腐敗物質
putrefactive substances
Definition
大腸に流れ込んだ未消化のタンパク質を悪玉菌が分解してできる物質の総称。強いにおいの原因になるとされる。
この項目のポイント
- 腐敗物質は未消化のタンパク質を悪玉菌が分解してできる物質の総称
- インドールやスカトール、硫化水素、アンモニアなどが含まれる
- 便やおならのにおいがきつくなるサインとされる
腐敗物質とは
腐敗物質とは、大腸に流れ込んだ未消化のタンパク質を悪玉菌が分解してできる物質の総称です。ひとつの物質の名前ではなく、同じ成り立ちを持つ物質をまとめて呼ぶ言葉として使われます。
具体的には、インドール、スカトール、フェノール、パラクレゾール、硫化水素、アンモニアなどが含まれます。名前はさまざまですが、いずれも大腸でタンパク質が分解された結果として生まれるという点が共通しています。
においというサイン
腐敗物質は強いにおいの原因になるとされています。便やおならのにおいがきつくなるのは、腸内で腐敗物質が増えているサインだと語られます。
飼い主が家庭で腸内の状態を直接測ることはできませんが、においや便の様子は日々受け取れる数少ない手がかりです。便チェックの習慣とあわせて、いつもと違う変化に気づける状態にしておくことが役立つとされています。においは食事の内容によっても変わるため、一度きりの変化で判断せず、続いているかどうかを見ることが目安になります。
体をめぐる物質として
腐敗物質は腸の中にとどまるだけでなく、吸収されて全身をめぐるとされています。そのため、皮膚との関わりを語る腸皮膚相関や、腎臓との関わりを語る腸腎連関の説明にも登場します。
なかでもインドールは、肝臓で加工されて尿毒素と呼ばれる物質になるとされ、腸と腎臓をつなぐ話題の中心になっています。腸の中だけの問題として閉じないという点が、この総称を知っておく意味だと言えます。
生まれる背景を知る
腐敗物質が生まれる現象はタンパク質の腐敗発酵と呼ばれます。ポイントは、タンパク質そのものが悪いのではなく、消化しきれずに大腸まで届いた分が材料になるという点です。よく噛んで食べること、食物繊維を組み合わせることが対策として語られるのはこのためです。

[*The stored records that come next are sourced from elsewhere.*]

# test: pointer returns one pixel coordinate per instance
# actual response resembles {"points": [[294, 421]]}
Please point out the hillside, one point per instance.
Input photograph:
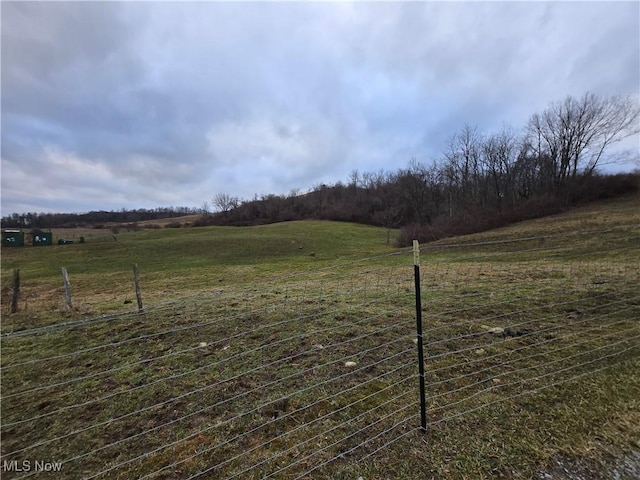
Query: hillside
{"points": [[289, 349]]}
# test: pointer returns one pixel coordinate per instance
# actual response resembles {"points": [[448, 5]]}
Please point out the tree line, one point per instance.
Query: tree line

腐敗物質はゼロにするものではなく、増えすぎない状態を保つという考え方で語られます。フードを大きく変えるより先に、与え方や食事のリズムを見直すところから始めるのが現実的とされています。
本項目は一般的な知識の紹介であり、獣医学的な診断・治療を目的とするものではありません。愛犬・愛猫の体調に不安があるときは、動物病院・獣医師にご相談ください。
FAQよくある質問
うんちやおならが臭いのは腐敗物質のせいですか?
強いにおいの原因になるとされており、腸内で腐敗物質が増えているサインと語られます。ただし食事内容によっても変わるため、急な変化や下痢を伴うときは動物病院で相談してください。
腐敗物質を減らすにはどうすればいいですか?
大腸に届く未消化のタンパク質を減らす食べ方や、食物繊維を組み合わせる工夫が話題になります。食事の変更は少量ずつ、獣医師に相談しながら進めると安心です。